‘I was out last night,’ he called down to Travis. ‘Keep away from the north-east perimeter fence by the Cape. They’ll be busy repairing the track.’

Most nights Bridgman divided his time between excavating the buried motels for caches of supplies (the former inhabitants of the resort area had assumed the government would soon rescind its evacuation order) and disconnecting the sections of metal roadway laid across the desert for the wardens’ jeeps. Each of the squares of wire mesh was about five yards wide and weighed over three hundred pounds. After he had snapped the lines of rivets, dragged the sections away and buried them among the dunes he would be exhausted, and spend most of the next day nursing his strained hands and shoulders.
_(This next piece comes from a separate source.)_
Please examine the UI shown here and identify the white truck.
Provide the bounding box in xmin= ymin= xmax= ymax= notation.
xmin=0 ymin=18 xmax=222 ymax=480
Some sections of the track were now permanently anchored with heavy steel stakes, and he knew that sooner or later they would be unable to delay the wardens by sabotaging the roadway.

Travis hesitated, and with a noncommittal shrug disappeared among the dunes, the heavy tool-bag swinging easily from one powerful arm. Despite the meagre diet which sustained him, his energy and determination seemed undiminished — in a single night Bridgman had watched him dismantle twenty sections of track and then loop together the adjacent limbs of a crossroad, sending an entire convoy of six vehicles off into the wastelands to the south.

Bridgman turned from the balcony, then stopped when a faint tang of brine touched the cool air. Ten miles away, hidden by the lines of dunes, was the sea, the long green rollers of the middle Atlantic breaking against the red Martian strand. When he had first come to the beach five years earlier there had never been the faintest scent of brine across the intervening miles of sand. Slowly, however, the Atlantic was driving the shore back to its former margins. The tireless shoulder of the Gulf Stream drummed against the soft Martian dust and piled the dunes into grotesque rococo reefs which the wind carried away into the sand-sea. Gradually the ocean was returning, reclaiming its great smooth basin, sifting out the black quartz and Martian obsidian which would never be wind-borne and drawing these down into its deeps. More and more often the stain of brine would hang on the evening air, reminding Bridgman why he had first come to the beach and removing any inclination to leave.

Three years earlier he had attempted to measure the rate of approach, by driving a series of stakes into the sand at the water’s edge; but the shifting contours of the dunes carried away the coloured poles. Later, using the promontory at Cape Canaveral, where the old launching gantries and landing ramps reared up into the sky like derelict pieces of giant sculpture, he had calculated by triangulation that the advance was little more than thirty yards per year. At this rate — without wanting to, he had automatically made the calculation — it would be well over five hundred years before the Atlantic reached its former littoral at Cocoa Beach. Though discouragingly slow, the movement was nonetheless in a forward direction, and Bridgman was happy to remain in his hotel ten miles away across the dunes, conceding towards its time of arrival the few years he had at his disposal.

Later, shortly after Louise Woodward’s arrival, he had thought of dismantling one of the motel cabins and building himself a small chalet by the water’s edge. But the shoreline had been too dismal and forbidding. The great red dunes rolled on for miles, cutting off half the sky, dissolving slowly under the impact of the slate-green water. There was no formal tide-line, but only a steep shelf littered with nodes of quartz and rusting fragments of Mars rockets brought back with the ballast. He spent a few days in a cave below a towering sand-reef, watching the long galleries of compacted red dust crumble and dissolve as the cold Atlantic stream sluiced through them, collapsing like the decorated colonnades of a baroque cathedral. In the summer the heat reverberated from the hot sand as from the slag of some molten sun, burning the rubber soles from his boots, and the light from the scattered flints of washed quartz flickered with diamond hardness. Bridgman had returned to the hotel grateful for his room overlooking the silent dunes.